QVC is a high-stakes, high stress world
Being on-air is fun, but also stressful. If a brand doesn’t sell the number of units the QVC planners expect in their scheduled showtime, the producers will abruptly end the segment and put on another product. Air time is worth too much to tolerate low margins. There are too many other products that will sell to accept ones that don’t.
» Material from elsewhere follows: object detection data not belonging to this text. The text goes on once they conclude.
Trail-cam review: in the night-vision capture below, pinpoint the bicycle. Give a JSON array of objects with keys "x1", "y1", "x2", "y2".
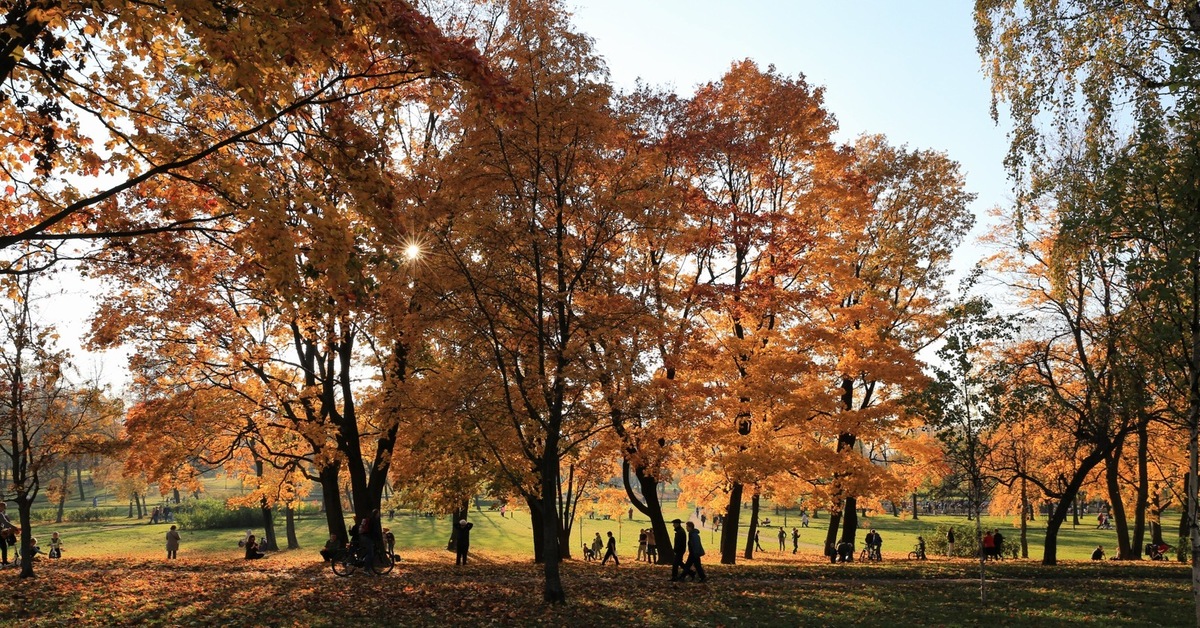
[{"x1": 329, "y1": 543, "x2": 396, "y2": 578}]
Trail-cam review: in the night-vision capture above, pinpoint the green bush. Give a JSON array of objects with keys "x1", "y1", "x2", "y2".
[{"x1": 174, "y1": 500, "x2": 263, "y2": 530}]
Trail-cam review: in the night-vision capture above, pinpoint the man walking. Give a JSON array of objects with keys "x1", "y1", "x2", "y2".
[
  {"x1": 679, "y1": 521, "x2": 708, "y2": 582},
  {"x1": 454, "y1": 519, "x2": 475, "y2": 566},
  {"x1": 600, "y1": 531, "x2": 620, "y2": 567},
  {"x1": 671, "y1": 519, "x2": 688, "y2": 582}
]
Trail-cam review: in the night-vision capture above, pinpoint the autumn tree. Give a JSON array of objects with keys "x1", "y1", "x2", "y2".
[
  {"x1": 0, "y1": 274, "x2": 114, "y2": 578},
  {"x1": 417, "y1": 0, "x2": 640, "y2": 603},
  {"x1": 976, "y1": 0, "x2": 1200, "y2": 609},
  {"x1": 826, "y1": 136, "x2": 974, "y2": 551}
]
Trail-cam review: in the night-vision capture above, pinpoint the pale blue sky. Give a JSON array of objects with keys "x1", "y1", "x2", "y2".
[{"x1": 568, "y1": 0, "x2": 1010, "y2": 255}]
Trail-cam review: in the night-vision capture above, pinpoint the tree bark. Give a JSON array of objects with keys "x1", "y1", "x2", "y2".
[
  {"x1": 1104, "y1": 443, "x2": 1133, "y2": 560},
  {"x1": 54, "y1": 461, "x2": 71, "y2": 524},
  {"x1": 317, "y1": 462, "x2": 350, "y2": 545},
  {"x1": 742, "y1": 489, "x2": 758, "y2": 561},
  {"x1": 283, "y1": 504, "x2": 300, "y2": 550},
  {"x1": 721, "y1": 482, "x2": 743, "y2": 564}
]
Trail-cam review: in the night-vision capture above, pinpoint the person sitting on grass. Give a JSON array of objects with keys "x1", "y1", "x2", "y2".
[
  {"x1": 246, "y1": 534, "x2": 265, "y2": 561},
  {"x1": 320, "y1": 533, "x2": 342, "y2": 562}
]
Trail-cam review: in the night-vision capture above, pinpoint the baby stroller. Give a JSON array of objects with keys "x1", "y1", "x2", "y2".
[{"x1": 1145, "y1": 543, "x2": 1171, "y2": 561}]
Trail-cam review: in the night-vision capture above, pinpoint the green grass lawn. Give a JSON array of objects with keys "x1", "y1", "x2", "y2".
[
  {"x1": 21, "y1": 497, "x2": 1177, "y2": 562},
  {"x1": 7, "y1": 492, "x2": 1194, "y2": 627}
]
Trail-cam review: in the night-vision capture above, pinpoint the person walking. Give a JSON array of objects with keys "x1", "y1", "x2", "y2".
[
  {"x1": 454, "y1": 519, "x2": 475, "y2": 566},
  {"x1": 600, "y1": 531, "x2": 620, "y2": 567},
  {"x1": 671, "y1": 519, "x2": 688, "y2": 582},
  {"x1": 679, "y1": 521, "x2": 708, "y2": 582},
  {"x1": 167, "y1": 526, "x2": 180, "y2": 561}
]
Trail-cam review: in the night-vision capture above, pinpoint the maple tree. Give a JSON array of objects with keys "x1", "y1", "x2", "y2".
[{"x1": 0, "y1": 274, "x2": 120, "y2": 578}]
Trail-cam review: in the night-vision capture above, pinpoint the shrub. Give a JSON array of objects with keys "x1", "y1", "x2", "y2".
[{"x1": 174, "y1": 500, "x2": 263, "y2": 530}]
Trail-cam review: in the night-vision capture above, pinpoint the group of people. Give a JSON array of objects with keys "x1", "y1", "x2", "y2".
[{"x1": 637, "y1": 527, "x2": 659, "y2": 564}]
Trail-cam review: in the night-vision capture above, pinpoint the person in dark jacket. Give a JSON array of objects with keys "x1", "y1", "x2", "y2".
[
  {"x1": 600, "y1": 532, "x2": 620, "y2": 567},
  {"x1": 454, "y1": 519, "x2": 475, "y2": 564},
  {"x1": 679, "y1": 521, "x2": 708, "y2": 582},
  {"x1": 246, "y1": 534, "x2": 263, "y2": 561},
  {"x1": 671, "y1": 519, "x2": 688, "y2": 582}
]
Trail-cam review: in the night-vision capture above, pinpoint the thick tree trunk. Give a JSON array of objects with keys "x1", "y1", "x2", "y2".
[
  {"x1": 841, "y1": 497, "x2": 858, "y2": 545},
  {"x1": 622, "y1": 460, "x2": 674, "y2": 564},
  {"x1": 824, "y1": 507, "x2": 841, "y2": 558},
  {"x1": 541, "y1": 439, "x2": 566, "y2": 604},
  {"x1": 1130, "y1": 418, "x2": 1150, "y2": 558},
  {"x1": 1104, "y1": 443, "x2": 1133, "y2": 560},
  {"x1": 1042, "y1": 451, "x2": 1104, "y2": 566},
  {"x1": 317, "y1": 462, "x2": 350, "y2": 544},
  {"x1": 742, "y1": 489, "x2": 758, "y2": 561},
  {"x1": 721, "y1": 482, "x2": 743, "y2": 564}
]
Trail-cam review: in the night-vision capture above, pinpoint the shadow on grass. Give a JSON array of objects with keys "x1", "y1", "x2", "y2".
[{"x1": 0, "y1": 551, "x2": 1193, "y2": 626}]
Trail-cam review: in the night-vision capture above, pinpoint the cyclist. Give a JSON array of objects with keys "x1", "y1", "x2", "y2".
[{"x1": 866, "y1": 528, "x2": 883, "y2": 561}]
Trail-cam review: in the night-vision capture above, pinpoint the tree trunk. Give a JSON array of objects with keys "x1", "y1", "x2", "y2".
[
  {"x1": 1042, "y1": 451, "x2": 1105, "y2": 566},
  {"x1": 446, "y1": 502, "x2": 467, "y2": 551},
  {"x1": 622, "y1": 460, "x2": 674, "y2": 564},
  {"x1": 13, "y1": 494, "x2": 34, "y2": 579},
  {"x1": 54, "y1": 461, "x2": 71, "y2": 524},
  {"x1": 1175, "y1": 480, "x2": 1192, "y2": 563},
  {"x1": 76, "y1": 460, "x2": 88, "y2": 502},
  {"x1": 283, "y1": 504, "x2": 300, "y2": 550},
  {"x1": 742, "y1": 489, "x2": 758, "y2": 561},
  {"x1": 1104, "y1": 443, "x2": 1133, "y2": 560},
  {"x1": 541, "y1": 437, "x2": 566, "y2": 604},
  {"x1": 824, "y1": 507, "x2": 841, "y2": 558},
  {"x1": 1021, "y1": 477, "x2": 1031, "y2": 558},
  {"x1": 721, "y1": 482, "x2": 743, "y2": 564},
  {"x1": 259, "y1": 497, "x2": 280, "y2": 551},
  {"x1": 526, "y1": 497, "x2": 546, "y2": 564},
  {"x1": 1130, "y1": 418, "x2": 1150, "y2": 558},
  {"x1": 317, "y1": 462, "x2": 350, "y2": 545},
  {"x1": 841, "y1": 497, "x2": 858, "y2": 545}
]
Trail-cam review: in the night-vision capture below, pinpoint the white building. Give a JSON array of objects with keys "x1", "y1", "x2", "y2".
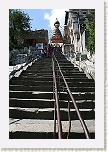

We could spend weeks or months preparing for an hour show and 30 minutes into it, be pulled off the air if our sales dipped too far below expectations. The IFG team was so skilled at creating sets and knowledgeable about presenting products that it rarely happened to us. But it’s an uncompromising, grueling arena to the unprepared. I saw a few companies ruined because they had spent so much time and money to get on QVC but didn’t know how to present their product well. QVC cut their segments short, pulled them off the air, and didn’t ask them to return. They lost their shirts.
Brand words matter
I already knew the value of getting words right in marketing communications from my work at Barnes & Noble, but my experience at QVC made it overwhelmingly clear. When a word or phrase can influence buyers to buy or not to buy (and I get to either keep my job or get the boot), I learned to be very intentional and deliberate in all brand communications.
QVC taught me the importance of every brand message and demonstrated in real time the consequences of getting the brand messaging wrong. It instilled in me a sense of urgency and a meticulous evaluation of every word choice. I bring that sensibility into all the work I do now as well as a continual evaluation of the audience and their needs.